Monday, June 25, 2007

The “X” In Office 2007

What’s with the “x”?

The file formats for Office 2007 will use XML and ZIP. The Office 2007 suite files will have default file extensions with “x” after their “old” file extensions—so, for example, .doc and .xls become .docx and .xlsx.

Why is XML used in Office?

Using XML, documents consisting of structured information as content will have some indication of what role that content will perform. XML-based file formats will aid in smooth data interoperation, data management and security, recovery of data, and, of course, reduced file sizes.



How are these different?

Office XML documents will be backwards-compatible with previous versions of the suite. Office XML file formats are ZIPcompressed as a ZIP container, which results in reduced file sizes and improved data recovery with corrupted files. Since the Office XML file formats are platformindependent, any non-Microsoft application such as XML-Broker can be used to process them.

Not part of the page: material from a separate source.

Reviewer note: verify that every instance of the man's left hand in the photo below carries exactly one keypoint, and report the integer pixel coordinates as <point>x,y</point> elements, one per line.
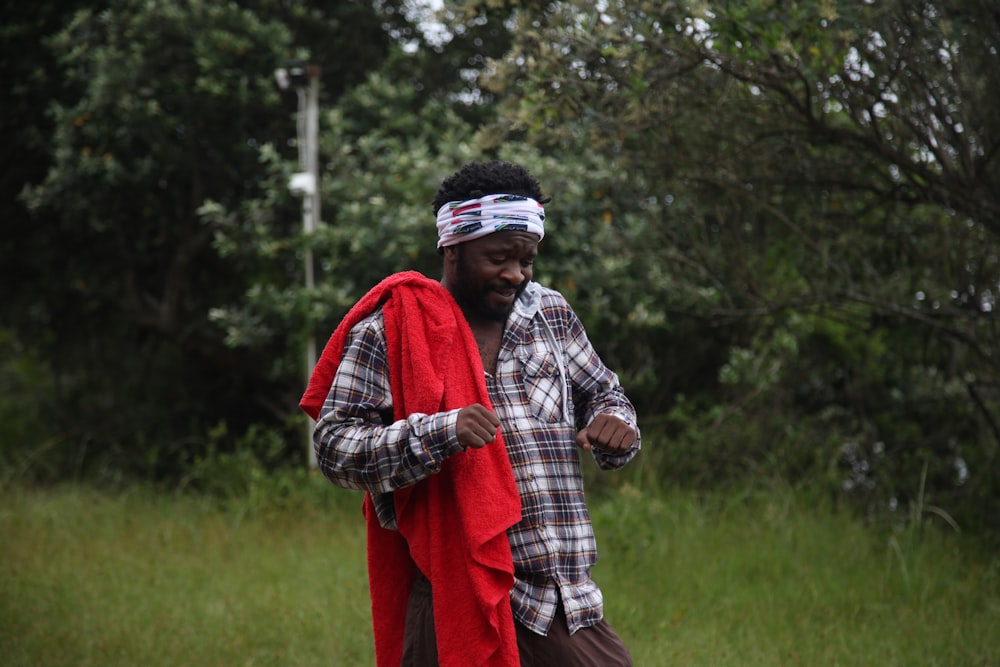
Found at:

Where does “m” fit into this?

Office 2007 documents saved in Office XML format will not contain any type of code or automation files, which can therefore never be unexpectedly executed. Documents containing VBA Projects, embedded OLE objects, and other binary files can be saved as macro-enabled files, as in .docm and .xlsm. The container package can be inspected for malicious code without even running an Office application.



Who will benefit?

Users, developers, IT professionals and organisations. The openness of Office XML formats aids in third-party application development, and in the creation of task-oriented documents—like reports, spreadsheets or forms with specifications, instructions, procedures or style guides.